Kids and Common Sports-related Dental Injuries
Whether your kid is playing a pickup game of softball in the park, competing in a travel basketball league or battling it out in the pool during a water polo match, injuries are par for the course. And dental injuries, meaning injuries to the mouth and/or teeth, are a lot more common that you may think. So what are the most common dental injuries, and how can you prevent them? Read on for more information about the top three sports-related dental injuries and how to protect your kid’s beautiful and healthy smile.
The Three Most Common Dental Injuries
1. Cracked Teeth
If your child takes a blow to the face, they could end up with a fractured or cracked tooth (or teeth). Some cracks are barely noticeable and appear crosswise across the tooth. These are superficial cracks in the enamel that dentists often call “craze lines” and may not require any repair.
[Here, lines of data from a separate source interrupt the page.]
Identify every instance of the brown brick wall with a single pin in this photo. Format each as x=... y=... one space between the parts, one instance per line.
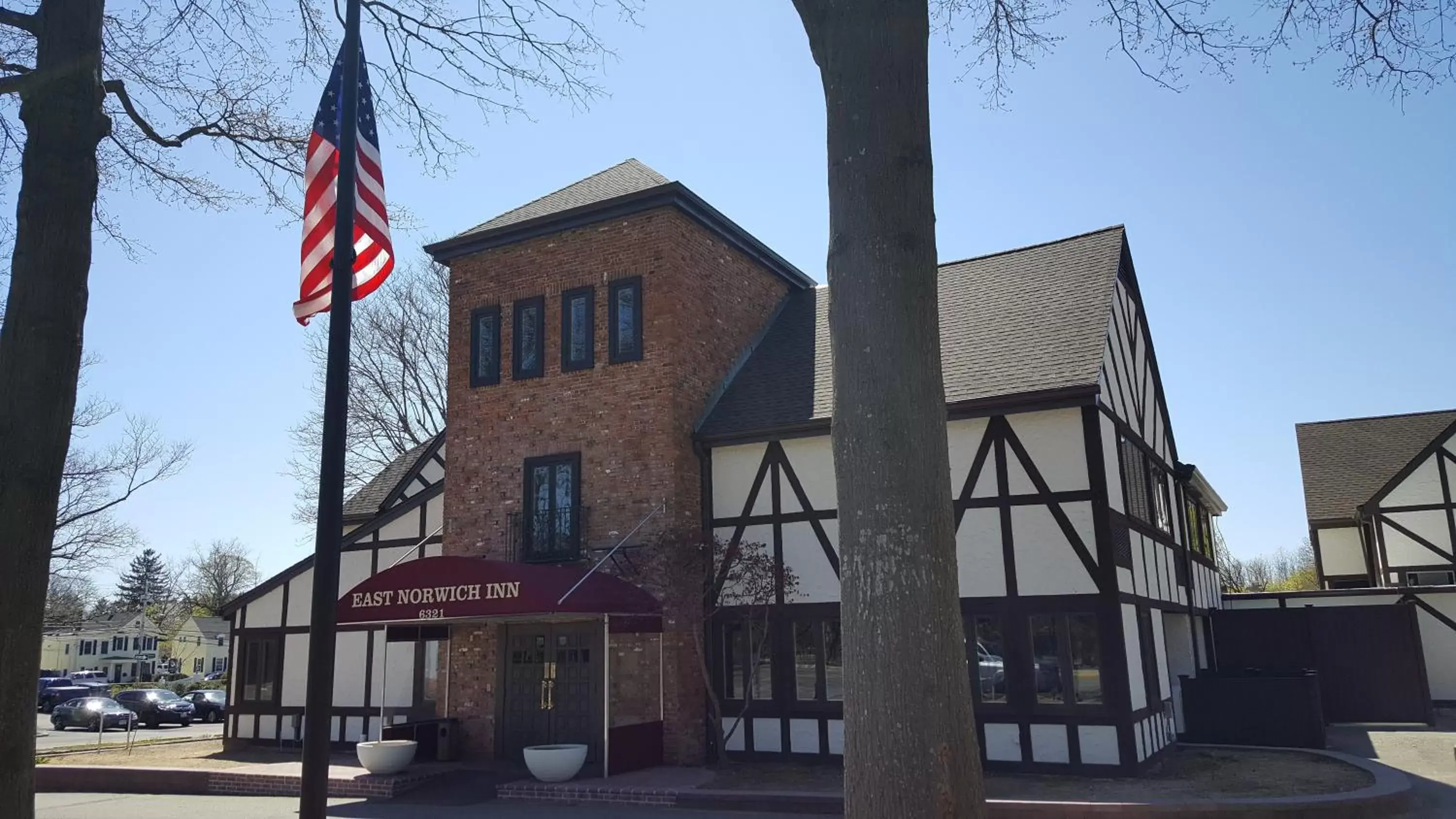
x=632 y=422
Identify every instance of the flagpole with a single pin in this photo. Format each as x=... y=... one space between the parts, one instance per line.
x=319 y=697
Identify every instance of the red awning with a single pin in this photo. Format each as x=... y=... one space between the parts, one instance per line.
x=455 y=588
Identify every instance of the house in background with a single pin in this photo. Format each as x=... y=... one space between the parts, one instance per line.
x=124 y=645
x=201 y=645
x=625 y=361
x=1381 y=499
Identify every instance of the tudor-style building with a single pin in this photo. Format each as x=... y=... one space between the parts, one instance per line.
x=1381 y=499
x=627 y=361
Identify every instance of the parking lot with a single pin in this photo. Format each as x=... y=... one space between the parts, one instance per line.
x=49 y=738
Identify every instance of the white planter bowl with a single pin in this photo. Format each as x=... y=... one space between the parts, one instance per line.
x=555 y=763
x=386 y=757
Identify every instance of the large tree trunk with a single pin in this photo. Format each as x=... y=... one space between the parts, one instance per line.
x=41 y=351
x=909 y=732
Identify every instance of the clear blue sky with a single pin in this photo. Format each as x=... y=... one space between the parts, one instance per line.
x=1296 y=244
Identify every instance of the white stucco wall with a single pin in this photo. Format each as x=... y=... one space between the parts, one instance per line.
x=1340 y=552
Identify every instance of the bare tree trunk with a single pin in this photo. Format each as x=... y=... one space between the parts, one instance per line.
x=41 y=353
x=909 y=732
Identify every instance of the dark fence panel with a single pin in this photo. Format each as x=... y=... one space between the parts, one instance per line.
x=1276 y=709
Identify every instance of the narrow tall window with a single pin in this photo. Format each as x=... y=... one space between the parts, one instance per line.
x=577 y=324
x=991 y=664
x=485 y=347
x=529 y=331
x=1046 y=655
x=625 y=319
x=1087 y=658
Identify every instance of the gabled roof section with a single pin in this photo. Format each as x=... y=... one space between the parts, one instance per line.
x=381 y=489
x=1346 y=463
x=1021 y=322
x=619 y=191
x=616 y=181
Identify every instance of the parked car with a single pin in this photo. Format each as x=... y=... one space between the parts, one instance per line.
x=56 y=690
x=209 y=706
x=94 y=713
x=156 y=706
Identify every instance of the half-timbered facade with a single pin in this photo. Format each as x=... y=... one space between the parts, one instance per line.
x=1381 y=501
x=625 y=363
x=1084 y=546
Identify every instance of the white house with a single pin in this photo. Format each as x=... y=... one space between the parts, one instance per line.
x=694 y=391
x=124 y=645
x=201 y=645
x=1381 y=501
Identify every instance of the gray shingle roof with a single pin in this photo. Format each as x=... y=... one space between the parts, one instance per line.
x=616 y=181
x=364 y=504
x=212 y=627
x=1347 y=461
x=1017 y=322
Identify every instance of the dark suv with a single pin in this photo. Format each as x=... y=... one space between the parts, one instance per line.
x=156 y=706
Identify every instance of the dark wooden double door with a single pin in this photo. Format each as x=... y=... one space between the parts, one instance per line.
x=552 y=687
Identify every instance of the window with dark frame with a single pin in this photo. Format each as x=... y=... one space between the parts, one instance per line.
x=989 y=683
x=749 y=654
x=819 y=661
x=528 y=344
x=261 y=658
x=485 y=347
x=625 y=321
x=1135 y=480
x=1066 y=654
x=577 y=329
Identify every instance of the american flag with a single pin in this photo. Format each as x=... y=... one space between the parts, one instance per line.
x=375 y=255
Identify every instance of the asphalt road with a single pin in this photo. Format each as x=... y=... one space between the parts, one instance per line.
x=49 y=738
x=94 y=805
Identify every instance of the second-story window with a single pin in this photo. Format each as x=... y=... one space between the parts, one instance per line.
x=528 y=344
x=485 y=347
x=577 y=348
x=625 y=321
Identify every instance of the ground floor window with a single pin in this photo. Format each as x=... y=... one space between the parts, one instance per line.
x=261 y=664
x=747 y=661
x=819 y=661
x=1066 y=659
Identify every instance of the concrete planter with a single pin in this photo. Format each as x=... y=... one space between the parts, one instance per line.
x=386 y=757
x=555 y=763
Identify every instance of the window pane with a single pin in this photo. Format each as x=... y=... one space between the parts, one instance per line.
x=485 y=354
x=1044 y=655
x=761 y=668
x=1087 y=658
x=579 y=329
x=733 y=661
x=833 y=662
x=991 y=675
x=528 y=341
x=627 y=321
x=806 y=661
x=430 y=680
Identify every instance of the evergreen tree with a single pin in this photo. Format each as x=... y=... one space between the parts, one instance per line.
x=146 y=581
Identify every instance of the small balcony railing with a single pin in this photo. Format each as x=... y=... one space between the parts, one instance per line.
x=548 y=536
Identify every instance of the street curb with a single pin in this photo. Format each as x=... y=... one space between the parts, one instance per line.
x=216 y=782
x=1388 y=796
x=76 y=750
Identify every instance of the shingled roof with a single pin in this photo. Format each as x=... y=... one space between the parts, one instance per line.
x=364 y=504
x=1347 y=461
x=618 y=181
x=1017 y=322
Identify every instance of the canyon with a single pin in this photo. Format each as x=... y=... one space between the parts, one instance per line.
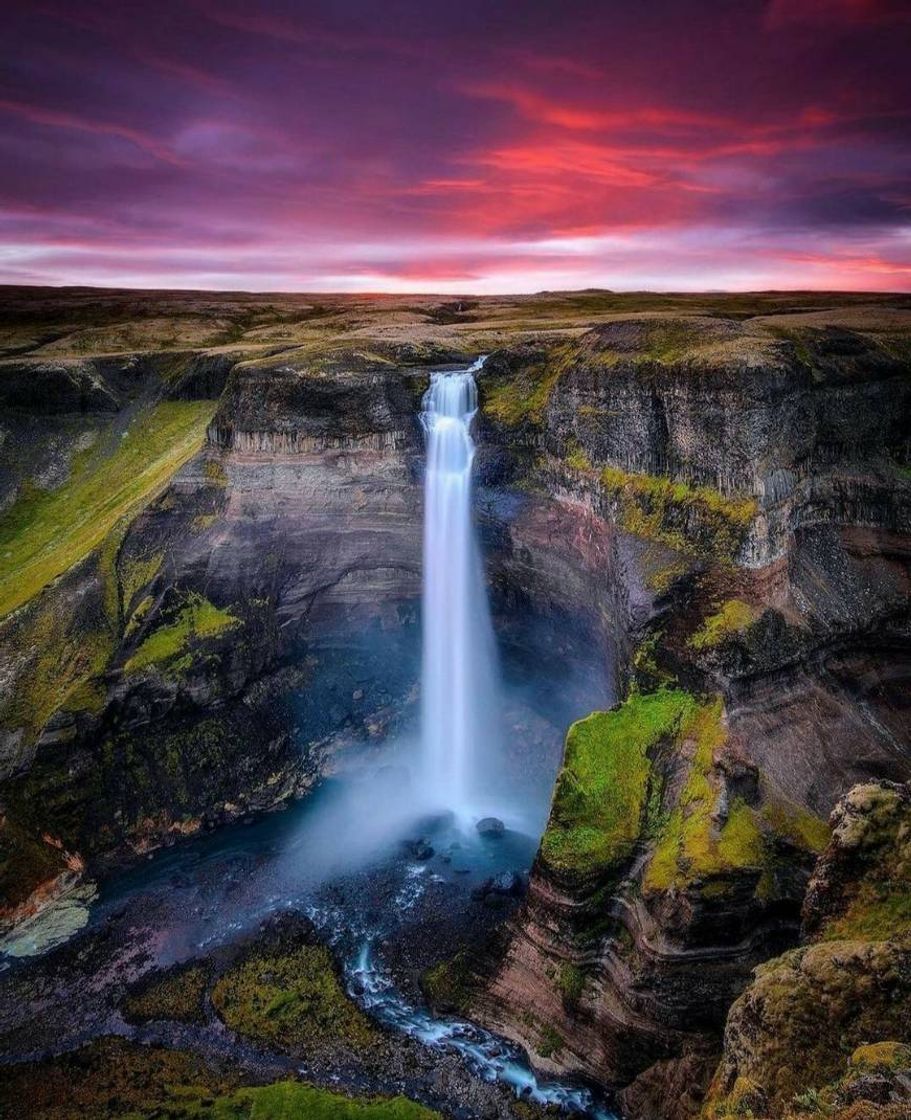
x=695 y=516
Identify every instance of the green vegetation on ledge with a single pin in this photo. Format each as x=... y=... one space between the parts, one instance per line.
x=603 y=791
x=169 y=646
x=524 y=395
x=112 y=1078
x=46 y=532
x=694 y=848
x=733 y=617
x=293 y=1000
x=689 y=519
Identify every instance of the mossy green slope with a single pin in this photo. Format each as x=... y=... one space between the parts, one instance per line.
x=690 y=519
x=693 y=848
x=291 y=999
x=168 y=647
x=113 y=1078
x=602 y=795
x=46 y=532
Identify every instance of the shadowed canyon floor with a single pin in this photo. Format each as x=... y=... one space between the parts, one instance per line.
x=695 y=519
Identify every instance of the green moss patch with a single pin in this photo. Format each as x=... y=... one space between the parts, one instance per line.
x=733 y=617
x=602 y=794
x=169 y=646
x=523 y=397
x=689 y=519
x=293 y=1000
x=690 y=847
x=46 y=532
x=66 y=645
x=176 y=995
x=113 y=1078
However, you should still take your child to see their pediatric dentist just to make sure these cracks are indeed superficial and won’t have a detrimental effect on your child’s oral health.
If your child has a crack or split that begins at the tooth’s crown (the functional part of the tooth that is visible above the gum) and extends toward the bottom of the tooth, take them to see their pediatric dentist right away.
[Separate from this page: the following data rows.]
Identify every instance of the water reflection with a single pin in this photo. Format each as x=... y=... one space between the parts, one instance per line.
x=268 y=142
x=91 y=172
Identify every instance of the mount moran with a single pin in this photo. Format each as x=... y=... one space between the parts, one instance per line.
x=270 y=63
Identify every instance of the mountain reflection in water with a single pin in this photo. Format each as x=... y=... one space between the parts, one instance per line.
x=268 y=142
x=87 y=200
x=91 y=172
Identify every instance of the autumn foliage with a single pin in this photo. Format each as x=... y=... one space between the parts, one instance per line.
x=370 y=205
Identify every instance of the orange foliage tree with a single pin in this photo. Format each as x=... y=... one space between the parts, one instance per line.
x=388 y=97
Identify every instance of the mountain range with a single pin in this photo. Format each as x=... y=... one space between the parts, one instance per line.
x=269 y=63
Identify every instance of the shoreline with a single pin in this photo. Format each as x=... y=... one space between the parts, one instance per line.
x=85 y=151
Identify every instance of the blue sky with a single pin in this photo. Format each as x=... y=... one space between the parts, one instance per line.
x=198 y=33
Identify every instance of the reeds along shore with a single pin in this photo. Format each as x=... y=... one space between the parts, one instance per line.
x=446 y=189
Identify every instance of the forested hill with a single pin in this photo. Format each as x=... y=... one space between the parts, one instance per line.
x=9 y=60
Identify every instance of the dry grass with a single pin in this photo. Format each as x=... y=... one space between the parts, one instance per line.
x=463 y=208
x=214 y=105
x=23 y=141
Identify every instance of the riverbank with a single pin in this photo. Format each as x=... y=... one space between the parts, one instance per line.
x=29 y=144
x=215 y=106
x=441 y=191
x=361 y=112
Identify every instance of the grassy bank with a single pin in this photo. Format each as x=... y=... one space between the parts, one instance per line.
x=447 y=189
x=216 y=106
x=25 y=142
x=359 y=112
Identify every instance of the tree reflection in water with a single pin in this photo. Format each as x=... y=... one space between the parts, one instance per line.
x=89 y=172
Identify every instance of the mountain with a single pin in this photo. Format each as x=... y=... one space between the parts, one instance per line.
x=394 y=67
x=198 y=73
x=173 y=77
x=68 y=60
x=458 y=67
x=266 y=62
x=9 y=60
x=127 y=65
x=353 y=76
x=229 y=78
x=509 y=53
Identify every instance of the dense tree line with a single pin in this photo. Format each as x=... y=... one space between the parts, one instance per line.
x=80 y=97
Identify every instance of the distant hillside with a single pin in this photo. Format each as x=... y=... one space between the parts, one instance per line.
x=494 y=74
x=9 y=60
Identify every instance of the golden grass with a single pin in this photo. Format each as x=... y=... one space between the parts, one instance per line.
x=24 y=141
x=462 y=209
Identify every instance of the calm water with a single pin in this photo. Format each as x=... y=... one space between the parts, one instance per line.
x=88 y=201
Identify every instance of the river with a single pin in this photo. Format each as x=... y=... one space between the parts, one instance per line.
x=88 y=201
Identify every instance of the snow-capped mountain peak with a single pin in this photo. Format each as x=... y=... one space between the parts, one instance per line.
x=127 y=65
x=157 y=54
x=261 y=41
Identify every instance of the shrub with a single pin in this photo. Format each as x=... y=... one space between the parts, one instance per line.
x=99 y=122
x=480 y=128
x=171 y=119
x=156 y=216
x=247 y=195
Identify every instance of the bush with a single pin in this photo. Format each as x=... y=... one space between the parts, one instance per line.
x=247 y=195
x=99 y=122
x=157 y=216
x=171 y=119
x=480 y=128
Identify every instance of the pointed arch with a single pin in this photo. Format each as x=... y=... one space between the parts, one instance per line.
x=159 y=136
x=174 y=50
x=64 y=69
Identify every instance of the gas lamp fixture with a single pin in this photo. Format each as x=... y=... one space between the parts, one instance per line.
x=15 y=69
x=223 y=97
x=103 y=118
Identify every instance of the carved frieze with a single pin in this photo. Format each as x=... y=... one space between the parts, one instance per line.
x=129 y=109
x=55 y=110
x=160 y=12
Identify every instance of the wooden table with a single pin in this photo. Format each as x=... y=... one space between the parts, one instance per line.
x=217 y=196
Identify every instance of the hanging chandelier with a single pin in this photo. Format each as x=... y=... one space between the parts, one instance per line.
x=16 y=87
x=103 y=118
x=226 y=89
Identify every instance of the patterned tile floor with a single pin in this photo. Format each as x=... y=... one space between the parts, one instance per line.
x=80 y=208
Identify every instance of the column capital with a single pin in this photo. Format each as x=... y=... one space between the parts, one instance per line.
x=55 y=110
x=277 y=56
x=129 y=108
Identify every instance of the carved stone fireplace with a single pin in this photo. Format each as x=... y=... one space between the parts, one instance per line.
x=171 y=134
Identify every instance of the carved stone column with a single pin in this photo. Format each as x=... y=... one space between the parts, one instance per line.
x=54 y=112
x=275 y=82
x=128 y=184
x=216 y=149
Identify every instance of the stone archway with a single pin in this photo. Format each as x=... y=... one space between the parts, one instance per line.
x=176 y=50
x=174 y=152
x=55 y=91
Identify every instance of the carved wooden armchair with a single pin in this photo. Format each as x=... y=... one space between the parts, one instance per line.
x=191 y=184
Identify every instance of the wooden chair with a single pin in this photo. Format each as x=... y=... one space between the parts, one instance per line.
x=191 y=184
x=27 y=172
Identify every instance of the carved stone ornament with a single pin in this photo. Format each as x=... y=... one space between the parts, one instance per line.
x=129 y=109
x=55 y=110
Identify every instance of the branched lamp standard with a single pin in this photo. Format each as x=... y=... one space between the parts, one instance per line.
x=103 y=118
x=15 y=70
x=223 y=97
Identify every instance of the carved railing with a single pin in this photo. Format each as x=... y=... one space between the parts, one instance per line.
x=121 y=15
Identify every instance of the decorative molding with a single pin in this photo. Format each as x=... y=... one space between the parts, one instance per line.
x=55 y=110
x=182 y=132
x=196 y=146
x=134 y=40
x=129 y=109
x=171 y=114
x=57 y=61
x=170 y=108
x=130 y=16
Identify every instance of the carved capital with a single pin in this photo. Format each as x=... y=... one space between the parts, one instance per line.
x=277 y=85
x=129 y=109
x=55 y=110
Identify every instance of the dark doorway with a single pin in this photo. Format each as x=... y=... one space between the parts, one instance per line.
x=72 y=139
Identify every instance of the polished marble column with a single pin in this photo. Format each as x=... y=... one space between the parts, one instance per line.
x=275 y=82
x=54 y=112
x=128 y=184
A crack in the tooth’s outer enamel can expose the subsequent layers of the tooth, which include a hard layer and underlying soft tissue, nerves and blood vessels. If these subsequent layers are exposed, there is a very good chance that your child will experience at least one of the following symptoms:
- Sharp pain when they bite down and chew
- Pain that comes and goes throughout the day and night
- Pain while eating and drinking, especially if the food or beverage is hot or very cold
There is also a chance that your child may not experience any pain; however, you still need to take them to their pediatric dentist for an exam and treatment plan. If there is a vertical fracture in your child’s tooth, there is a possibility that the crack extends underneath the gum line and an extraction and/or root canal may need to occur.
2. Fractured Roots
If your child is hit at a certain angle while playing sports, they may have a fractured root. This means that instead of the crack starting at the top of the chewing surface and moving to the root, it begins at the root level and works its way to the tooth’s visible surface.
These fractures are often invisible and may only be detected when an infection develops – yet another reason to take your kiddo to the pediatric dentist as soon as possible after a sports-related facial injury. The severity of this type of tooth injury depends on the location of the fracture along the root, and the sooner your child is treated, most likely with a root canal, the less likely they are to have to have the tooth extracted.
3. Tooth Intrusion
You probably associate sports-related dental injuries with teeth being cracked or knocked out; however, some injuries can push teeth back into the jawbone. This type of dental trauma is called an intrusion. Intrusions are more common in baby teeth, as children’s jawbones are not as hard as those of adults. If your child has a tooth intrusion, take them to their pediatric dentist immediately, as some very serious complications can occur, including:
- The tooth pulp being damaged beyond recovery
- Shortening of the root of the tooth
- The fusion of the injured tooth’s root to the jawbone
How to Protect Your Child’s Teeth From Sports-related Injuries
Considering all of the ways your kiddo can injure their teeth while playing sports, it is critical that you focus on preventative measures, such as the use of a mouthguard. A typical mouthguard covers the top teeth and is designed to protect against cut lips, broken teeth and other oral injuries. The National Youth Sports Safety Foundation (NYSSF) estimates that athletes who aren’t wearing mouthguards are 60 times more likely to damage their teeth while playing sports. Mouthguards are a must for kids who play any sport that involves person-to-person contact, bats, sticks or balls. There are three types of mouthguards available for your child:
- Stock mouthguards. These mouthguards are available at most sporting goods stores and are ready-to-wear right out of the package. While they are inexpensive, they may not fit your kiddo very well and might not be very comfortable to wear.
- Boil-and-bite mouthguards. This type of mouthguard is also available at most sporting goods stores; however, they provide a more customized fit than stock mouthguards. After purchase, you boil the preformed piece of plastic and then have your kiddo bit into it for a customized fit.
- Custom-made mouthguards. These mouthguards are made by your dentist either right in the office or in a specialized lab. The dentist will take an impression of your child’s teeth and the mouthguard is created to fit over the impression. Considering the customization and fabrication of these guards, they are the most expensive option. However, custom mouthguards provide the best fit and protection. And the extra cost may really be worth it when you consider that the cost of dental treatment for an injured tooth is exponentially more expensive than the cost of a top-of-the-line, custom-fitted mouthguard.
Your Child’s Pediatric Dentist is On Your Team
When your kiddo starts playing sports, it is a really good idea to ask for a consultation with their pediatric dentist for advice on how to prevent dental injuries. Your child’s pediatric dentist will work with you and your child and offer guidance on what type of mouthguard is best and if there are any other protective measures you should take to ensure that your child’s smile will remain strong and healthy.